Ambassador : H.E.Mr.Doru Romulus Costea,
Full name: Romania
Population: 21.4 million (UN, 2011)
Capital: Bucharest
Area: 238,391 sq km (148,129 sq miles)
Major language: Romanian
Major religion: Christianity
Life expectancy: 71 years (men), 78 years (women) (UN)
Monetary unit: 1 new leu = 100 bani
Main exports: Textiles and footwear, metal products, machinery, minerals
GNI per capita: US $7,840 (World Bank, 2010
Internet domain: .ro
International dialling code: +40

Delicate balancing act

The Romanian government is looking to inflict short-term pain to ensure long-term improvement for the country’s ailing economy, though for some the cure is as bad as the illness, with increases in taxes and levies not being offset by measures to protect incomes and services.
Having agreed to implement a strict austerity package to qualify for the $26bn bailout floated by the IMF and the EU agreed to last year, the government is finding itself increasingly unpopular with voters, and to a degree even with the international lender, for failing to put in place some of the measures promised in its standby deal.
Among the steps taken by the government to increase revenue and reduce spending were raising the value-added tax (VAT) rate from 19% to 24% as of July 1, cutting state salaries by up to a quarter and imposing additional taxes on income from deposits. The government of Prime Minister Emil Boc was forced to adopt these unpopular measures after the Constitutional Court ruled that a proposed 15% cut to state pensions, one of the requirements of the IMF, was unconstitutional and could not be enacted.
It does appear that the government is making some headway, with the budget deficit for the first six months of the year coming in under the limit set by the IMF. As of the end of June, the budget was $5.57bn in the red, representing 3.35% of GDP, according to figures issued by the Ministry of Finance on July 28.
Though the deficit was below the IMF-mandated $5.6bn maximum, the government may struggle to maintain this performance, as the ministry’s data also showed state revenue dropping, posting a 0.1% decline for the first half of the year. Should the economy continue to retreat, tax earnings may fall further, despite the new revenue-raising measures put in place.
The problem the government faces is that while it needs to impose the austerity measures required by the IMF to qualify for the emergency funding, those same measures are applying a brake to the already contracting economy.

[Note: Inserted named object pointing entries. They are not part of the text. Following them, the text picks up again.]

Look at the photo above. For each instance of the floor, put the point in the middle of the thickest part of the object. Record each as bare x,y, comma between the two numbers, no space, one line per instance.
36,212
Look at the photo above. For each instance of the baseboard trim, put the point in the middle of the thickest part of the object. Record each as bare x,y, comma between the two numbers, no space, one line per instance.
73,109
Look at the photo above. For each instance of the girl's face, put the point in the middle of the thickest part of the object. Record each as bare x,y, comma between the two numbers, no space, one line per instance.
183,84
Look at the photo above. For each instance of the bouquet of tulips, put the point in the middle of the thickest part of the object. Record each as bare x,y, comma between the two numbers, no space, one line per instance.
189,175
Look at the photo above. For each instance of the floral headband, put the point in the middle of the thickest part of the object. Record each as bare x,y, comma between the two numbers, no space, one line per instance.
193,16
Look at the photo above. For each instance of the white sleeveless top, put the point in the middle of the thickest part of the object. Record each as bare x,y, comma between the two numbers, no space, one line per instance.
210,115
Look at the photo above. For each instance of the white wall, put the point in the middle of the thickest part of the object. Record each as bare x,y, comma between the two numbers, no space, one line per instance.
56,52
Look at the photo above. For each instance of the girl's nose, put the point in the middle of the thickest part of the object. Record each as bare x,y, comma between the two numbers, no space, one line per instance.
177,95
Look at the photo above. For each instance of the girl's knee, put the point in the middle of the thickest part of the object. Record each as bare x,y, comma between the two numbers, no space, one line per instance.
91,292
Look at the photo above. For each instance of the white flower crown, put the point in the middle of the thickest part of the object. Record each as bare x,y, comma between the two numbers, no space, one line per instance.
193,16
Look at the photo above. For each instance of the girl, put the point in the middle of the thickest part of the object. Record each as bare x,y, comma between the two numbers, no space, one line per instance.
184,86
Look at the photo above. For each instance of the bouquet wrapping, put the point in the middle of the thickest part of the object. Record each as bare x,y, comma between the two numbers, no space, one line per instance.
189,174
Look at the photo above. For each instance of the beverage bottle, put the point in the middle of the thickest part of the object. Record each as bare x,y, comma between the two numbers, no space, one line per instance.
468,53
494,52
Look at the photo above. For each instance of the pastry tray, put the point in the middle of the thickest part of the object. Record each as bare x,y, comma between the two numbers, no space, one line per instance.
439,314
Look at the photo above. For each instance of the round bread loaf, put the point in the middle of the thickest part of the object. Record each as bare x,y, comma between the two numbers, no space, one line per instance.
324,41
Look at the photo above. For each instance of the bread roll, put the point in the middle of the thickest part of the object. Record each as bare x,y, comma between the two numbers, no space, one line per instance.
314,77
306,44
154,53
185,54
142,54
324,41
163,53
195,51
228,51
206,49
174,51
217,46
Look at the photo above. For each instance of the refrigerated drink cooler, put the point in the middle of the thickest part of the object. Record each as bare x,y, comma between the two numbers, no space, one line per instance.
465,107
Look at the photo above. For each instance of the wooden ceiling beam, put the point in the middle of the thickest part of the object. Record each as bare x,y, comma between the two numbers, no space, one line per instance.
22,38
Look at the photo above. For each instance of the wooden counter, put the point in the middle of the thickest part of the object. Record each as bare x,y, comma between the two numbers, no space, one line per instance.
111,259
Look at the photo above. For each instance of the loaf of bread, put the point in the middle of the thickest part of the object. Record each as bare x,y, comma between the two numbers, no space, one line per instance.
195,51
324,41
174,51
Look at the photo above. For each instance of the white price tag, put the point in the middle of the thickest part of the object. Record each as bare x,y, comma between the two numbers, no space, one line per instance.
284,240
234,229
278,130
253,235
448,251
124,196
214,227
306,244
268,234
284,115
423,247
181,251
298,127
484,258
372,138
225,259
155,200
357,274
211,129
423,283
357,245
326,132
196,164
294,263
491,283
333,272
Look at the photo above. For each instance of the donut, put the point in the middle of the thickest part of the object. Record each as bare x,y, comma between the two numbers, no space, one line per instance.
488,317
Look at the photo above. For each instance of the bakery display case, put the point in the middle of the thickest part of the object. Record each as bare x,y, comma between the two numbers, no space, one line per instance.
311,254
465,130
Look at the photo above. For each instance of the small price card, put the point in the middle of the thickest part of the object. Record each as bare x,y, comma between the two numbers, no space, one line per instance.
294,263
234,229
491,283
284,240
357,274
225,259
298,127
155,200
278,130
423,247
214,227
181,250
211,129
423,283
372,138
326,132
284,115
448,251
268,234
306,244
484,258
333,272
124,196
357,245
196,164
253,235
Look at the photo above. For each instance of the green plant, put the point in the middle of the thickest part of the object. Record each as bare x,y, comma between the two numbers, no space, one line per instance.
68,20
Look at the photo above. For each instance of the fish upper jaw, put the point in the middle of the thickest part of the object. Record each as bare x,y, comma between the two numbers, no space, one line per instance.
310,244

In late July, the European Bank for Reconstruction and Development (EBRD) warned that the government’s policies will serve to further dampen domestic demand in the short term, cooling the economy still more.

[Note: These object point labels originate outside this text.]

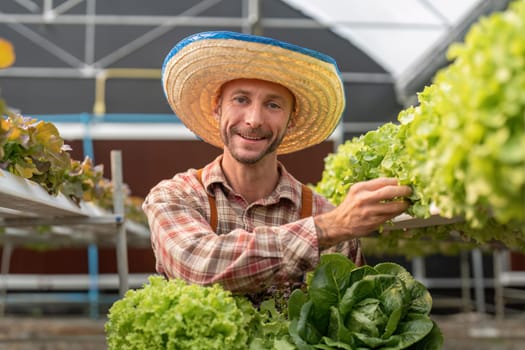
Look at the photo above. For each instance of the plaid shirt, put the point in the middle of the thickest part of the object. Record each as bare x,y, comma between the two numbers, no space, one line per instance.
256,245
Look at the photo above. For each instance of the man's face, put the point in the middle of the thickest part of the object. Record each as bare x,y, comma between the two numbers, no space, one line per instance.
253,115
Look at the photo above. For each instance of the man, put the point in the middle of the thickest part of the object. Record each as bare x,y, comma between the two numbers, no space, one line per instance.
243,221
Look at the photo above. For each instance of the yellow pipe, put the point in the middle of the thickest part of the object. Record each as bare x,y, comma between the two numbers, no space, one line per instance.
99,108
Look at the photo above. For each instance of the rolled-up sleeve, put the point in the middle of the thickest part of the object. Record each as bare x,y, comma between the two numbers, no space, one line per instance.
185,246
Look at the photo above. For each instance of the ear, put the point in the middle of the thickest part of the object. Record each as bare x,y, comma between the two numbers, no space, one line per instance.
217,108
292,120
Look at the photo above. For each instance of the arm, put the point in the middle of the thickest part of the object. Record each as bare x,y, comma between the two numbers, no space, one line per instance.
186,247
367,205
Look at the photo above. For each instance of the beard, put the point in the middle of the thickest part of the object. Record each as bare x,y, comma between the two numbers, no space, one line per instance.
272,147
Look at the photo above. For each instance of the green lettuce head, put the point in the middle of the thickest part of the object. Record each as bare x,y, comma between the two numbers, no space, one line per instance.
349,307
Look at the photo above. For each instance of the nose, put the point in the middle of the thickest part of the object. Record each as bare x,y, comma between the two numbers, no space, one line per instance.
254,116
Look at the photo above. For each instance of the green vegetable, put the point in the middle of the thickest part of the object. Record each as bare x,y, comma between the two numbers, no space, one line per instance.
349,307
176,315
462,148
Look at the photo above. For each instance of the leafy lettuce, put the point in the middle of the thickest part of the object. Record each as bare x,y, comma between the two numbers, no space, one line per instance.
176,315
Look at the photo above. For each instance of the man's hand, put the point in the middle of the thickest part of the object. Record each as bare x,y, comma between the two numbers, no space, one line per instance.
367,205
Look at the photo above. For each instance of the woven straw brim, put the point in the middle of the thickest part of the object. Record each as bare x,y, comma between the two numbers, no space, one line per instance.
193,76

The minister of finance, Sebastian Vladescu, has acknowledged the validity of the EBRD’s concerns, saying that the new VAT rate will have an impact on growth. “We have to analyse the effect of introducing a 24% VAT to see if the recession will be of -1%, -1.5% or -2% this year,” Vladescu told local media on July 26.
Combined with the fears of a renewed slowdown are concerns that the VAT rate hike may fuel inflation, with consumer price rises currently running at more than 4% year-on-year.

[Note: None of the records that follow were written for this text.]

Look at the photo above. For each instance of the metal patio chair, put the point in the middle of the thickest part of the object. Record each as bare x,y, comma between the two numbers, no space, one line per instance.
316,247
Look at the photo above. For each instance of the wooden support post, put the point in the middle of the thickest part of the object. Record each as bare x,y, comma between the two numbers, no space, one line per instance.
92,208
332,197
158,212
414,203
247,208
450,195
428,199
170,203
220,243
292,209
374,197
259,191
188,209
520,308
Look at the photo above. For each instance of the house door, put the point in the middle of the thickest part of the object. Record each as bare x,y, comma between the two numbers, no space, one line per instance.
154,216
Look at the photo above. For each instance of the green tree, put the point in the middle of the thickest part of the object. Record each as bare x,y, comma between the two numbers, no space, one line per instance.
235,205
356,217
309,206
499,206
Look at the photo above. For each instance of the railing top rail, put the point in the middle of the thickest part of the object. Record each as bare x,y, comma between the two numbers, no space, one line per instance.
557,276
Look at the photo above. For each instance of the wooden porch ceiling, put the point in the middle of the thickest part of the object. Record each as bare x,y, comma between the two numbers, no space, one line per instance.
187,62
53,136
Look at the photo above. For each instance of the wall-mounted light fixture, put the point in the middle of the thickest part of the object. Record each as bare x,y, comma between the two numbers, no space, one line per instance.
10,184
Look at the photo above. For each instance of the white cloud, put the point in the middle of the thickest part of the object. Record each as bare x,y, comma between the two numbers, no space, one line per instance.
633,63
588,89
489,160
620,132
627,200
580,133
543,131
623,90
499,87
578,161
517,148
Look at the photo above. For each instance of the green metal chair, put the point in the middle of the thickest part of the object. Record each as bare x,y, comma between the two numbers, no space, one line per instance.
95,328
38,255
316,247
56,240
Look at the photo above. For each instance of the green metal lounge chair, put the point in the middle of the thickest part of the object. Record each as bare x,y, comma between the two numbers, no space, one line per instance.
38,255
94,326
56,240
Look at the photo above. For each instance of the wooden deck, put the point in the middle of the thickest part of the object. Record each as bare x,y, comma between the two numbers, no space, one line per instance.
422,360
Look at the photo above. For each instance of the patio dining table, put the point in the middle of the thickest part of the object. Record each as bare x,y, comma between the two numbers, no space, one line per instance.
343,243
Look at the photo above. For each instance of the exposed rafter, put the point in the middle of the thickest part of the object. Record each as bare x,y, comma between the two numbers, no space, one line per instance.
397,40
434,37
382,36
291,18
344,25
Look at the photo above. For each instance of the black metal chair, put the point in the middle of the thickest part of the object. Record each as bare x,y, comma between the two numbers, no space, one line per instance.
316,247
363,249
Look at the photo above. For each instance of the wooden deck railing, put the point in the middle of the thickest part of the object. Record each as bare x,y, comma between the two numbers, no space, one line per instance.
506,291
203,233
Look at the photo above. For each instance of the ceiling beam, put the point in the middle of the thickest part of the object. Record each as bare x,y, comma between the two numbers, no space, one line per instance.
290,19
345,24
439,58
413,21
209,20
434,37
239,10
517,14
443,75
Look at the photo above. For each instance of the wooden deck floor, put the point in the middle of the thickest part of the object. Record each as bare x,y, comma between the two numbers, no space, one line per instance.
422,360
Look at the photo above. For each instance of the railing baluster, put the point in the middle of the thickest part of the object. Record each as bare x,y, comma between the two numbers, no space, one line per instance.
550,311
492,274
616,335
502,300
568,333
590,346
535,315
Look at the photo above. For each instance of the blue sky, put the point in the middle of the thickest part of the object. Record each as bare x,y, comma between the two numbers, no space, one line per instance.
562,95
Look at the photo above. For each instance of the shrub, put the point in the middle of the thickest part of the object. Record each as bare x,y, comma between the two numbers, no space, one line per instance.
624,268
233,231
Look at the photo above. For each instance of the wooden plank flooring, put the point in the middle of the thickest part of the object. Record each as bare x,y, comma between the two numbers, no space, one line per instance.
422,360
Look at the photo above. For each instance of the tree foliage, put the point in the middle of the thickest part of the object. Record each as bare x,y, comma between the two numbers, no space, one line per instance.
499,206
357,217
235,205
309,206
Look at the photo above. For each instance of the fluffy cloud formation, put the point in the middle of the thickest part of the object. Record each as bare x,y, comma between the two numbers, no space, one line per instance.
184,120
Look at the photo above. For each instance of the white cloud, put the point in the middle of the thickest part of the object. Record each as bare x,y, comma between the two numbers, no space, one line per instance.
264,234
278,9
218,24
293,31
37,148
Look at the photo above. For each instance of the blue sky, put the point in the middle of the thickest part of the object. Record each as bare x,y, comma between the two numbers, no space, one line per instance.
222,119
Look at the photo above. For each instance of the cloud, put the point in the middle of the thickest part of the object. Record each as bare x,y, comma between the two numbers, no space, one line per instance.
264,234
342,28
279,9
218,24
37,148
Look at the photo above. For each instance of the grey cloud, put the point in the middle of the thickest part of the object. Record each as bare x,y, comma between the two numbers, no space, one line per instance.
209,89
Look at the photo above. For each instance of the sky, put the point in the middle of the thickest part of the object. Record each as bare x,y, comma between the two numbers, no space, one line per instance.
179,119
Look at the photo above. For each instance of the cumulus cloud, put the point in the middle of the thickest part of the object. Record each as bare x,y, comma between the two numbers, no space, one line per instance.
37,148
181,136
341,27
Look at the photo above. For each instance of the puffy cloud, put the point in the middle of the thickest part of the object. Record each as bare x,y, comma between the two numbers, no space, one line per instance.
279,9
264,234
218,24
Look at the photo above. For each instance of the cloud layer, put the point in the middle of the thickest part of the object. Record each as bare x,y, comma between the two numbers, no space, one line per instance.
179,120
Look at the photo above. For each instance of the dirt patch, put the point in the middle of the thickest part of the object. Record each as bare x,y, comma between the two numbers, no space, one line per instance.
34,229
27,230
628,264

The government’s commitment to the IMF-backed austerity programme has another cost as well, with the popularity of both the president and the coalition falling. The approval ratings for both President Traian Basescu and the prime minister have fallen to below 20%, according to the results of an opinion poll conducted in mid-July and released at the end of that month.
The poll also showed that support for Boc’s Democratic Liberal Party had plunged, with the party slipping to third in the rankings. Just 13.7% of those surveyed said they would vote for the main government party, down from the 33% it garnered at the November 2008 general election.
Even nature seems to be conspiring against the government, with recent flooding, coming hard on the heels of a prolonged drought, slashing estimates for the wheat crop. On July 28, officials at the Ministry of Agriculture announced that this year’s harvest was now projected to be around 6m tonnes, well down on the 6.7m tonnes forecast in June. Up to 20% of the 2m ha planted for wheat had been affected by adverse weather conditions, officials said, warning that there could be an increase in the price of bread in the autumn.
Unlike the EBRD, which has projected that Romania’s economy will contract by 3% this year, and not register any growth in 2011, the IMF has forecast that while GDP will fall by 0.5% in 2010, there will be a modest rebound next year.
Despite the IMF’s guarded optimism, it may be late in 2011 or even beyond before Romania’s economy can return to solid growth, with little to suggest that there will be too many silver linings for the public or the government in the coming months.